Publié le 9 janvier 2026 19:55:00. Un recentrage majeur de l’opération de lutte contre l’immigration clandestine aux États-Unis est en cours : les agents fédéraux quittent la Louisiane pour rejoindre Minneapolis, suite à des tensions et une opération controversée qui avait suscité des protestations.
- L’opération « Catahoula Crunch » en Louisiane, qui visait initialement 5 000 arrestations, est en voie de démantèlement.
- Plus de 2 000 agents fédéraux sont désormais déployés dans le Minnesota dans le cadre d’une vaste opération d’immigration.
- Un incident impliquant un agent de l’Immigration and Customs Enforcement (ICE) et le décès d’une femme à Minneapolis a exacerbé les tensions.
Les autorités fédérales américaines ont opéré un revirement stratégique dans leur lutte contre l’immigration illégale. Après un déploiement de plus de 200 agents en Louisiane dès décembre, baptisé « Catahoula Crunch », l’attention se porte désormais sur le Minnesota. Cette décision intervient après des semaines de critiques et de manifestations, notamment en réaction à des méthodes perçues comme trop agressives.
L’opération en Louisiane, initialement prévue jusqu’en février, avait pour objectif ambitieux d’interpeller 5 000 personnes. Au 18 décembre, environ 370 arrestations avaient été effectuées, selon le Département de la Sécurité intérieure (DHS). Des documents consultés par l’Associated Press ont révélé que la majorité des personnes arrêtées en début d’opération n’avaient pas d’antécédents judiciaires, ce qui a alimenté les critiques.
Le DHS a justifié ce transfert d’effectifs par des considérations de sécurité, sans fournir de détails précis sur les opérations en cours. « Pour la sécurité de nos agents chargés de l’application des lois, nous ne divulguons pas les détails opérationnels pendant qu’ils sont en cours », a déclaré un porte-parole du ministère vendredi.
L’arrivée massive d’agents fédéraux dans le Minnesota s’inscrit dans une nouvelle vague de répression, en partie motivée par des allégations de fraude impliquant des membres de la communauté somalienne. Le DHS qualifie cette opération d’immigration de la plus importante jamais menée.

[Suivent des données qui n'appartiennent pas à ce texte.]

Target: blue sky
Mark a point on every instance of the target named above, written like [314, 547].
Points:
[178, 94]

À la Nouvelle-Orléans, l’opération « Catahoula Crunch » avait suscité l’inquiétude des communautés immigrées et la colère des élus démocrates. Ils avaient dénoncé l’objectif de 5 000 arrestations comme irréaliste et critiqué des images montrant des agents interpellant des résidents, y compris une citoyenne américaine poursuivie par des agents masqués près de son domicile.
Dans l’enclave hispanique de Kenner, près de la Nouvelle-Orléans, de nombreux commerces tenus par des immigrés avaient temporairement fermé leurs portes par crainte de stigmatisation. Carmela Díaz, une citoyenne américaine d’origine salvadorienne, avait ainsi fermé sa taquería, La Conquistadora, pendant plus d’un mois. Elle envisage de rouvrir prochainement, mais reste préoccupée par un éventuel retour des agents d’immigration.
« J’attends de voir ce qui se passe cette semaine », a-t-elle déclaré. « J’ai beaucoup de clients qui veulent manger ici. »
Carmela Díaz, propriétaire de La Conquistadora
Le gouverneur républicain de Louisiane, Jeff Landry, avait salué l’opération, tandis que les élus démocrates de la Nouvelle-Orléans se sont montrés plus favorables au déploiement de la Garde nationale autorisé par l’ancien président Trump pour lutter contre la criminalité.
L’incident survenu mercredi à Minneapolis, où un agent de l’ICE a abattu une femme, a exacerbé les tensions et alimenté les protestations dans le Minnesota. Gregory Bovino, le commandant de la patrouille frontalière à l’origine de l’opération « Catahoula Crunch », a été aperçu à Minneapolis cette semaine.